The Nutritional Benefits of Beans

Beans are a highly nutritious food that offer a wide range of health benefits. They are packed with essential nutrients such as protein, fiber, vitamins, and minerals.

Protein Powerhouse

Beans are an excellent source of plant-based protein, making them a great option for vegetarians and vegans. They are also low in fat and cholesterol, making them a heart-healthy protein choice.

Fiber-Rich Food

Beans are loaded with dietary fiber, which is important for digestive health. Fiber helps to regulate bowel movements, prevent constipation, and may reduce the risk of developing chronic diseases such as heart disease and diabetes.

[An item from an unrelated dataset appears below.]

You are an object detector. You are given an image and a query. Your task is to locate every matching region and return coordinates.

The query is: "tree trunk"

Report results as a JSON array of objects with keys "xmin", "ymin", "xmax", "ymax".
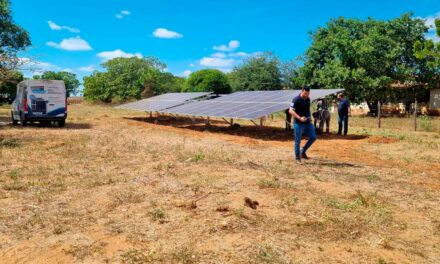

Vitamin and Mineral Content

Beans are rich in vitamins and minerals such as folate, iron, potassium, and magnesium. These nutrients play a crucial role in various bodily functions, including energy production, immune function, and bone health.

Weight Management

Due to their high fiber and protein content, beans can help with weight management by promoting feelings of fullness and reducing overall calorie intake. Including beans in your diet may help you maintain a healthy weight.

Delicious Bean Recipes

There are countless ways to incorporate beans into your meals. From hearty bean soups and stews to flavorful bean salads and dips, the options are endless. Experiment with different types of beans such as black beans, chickpeas, and kidney beans to discover new favorite recipes.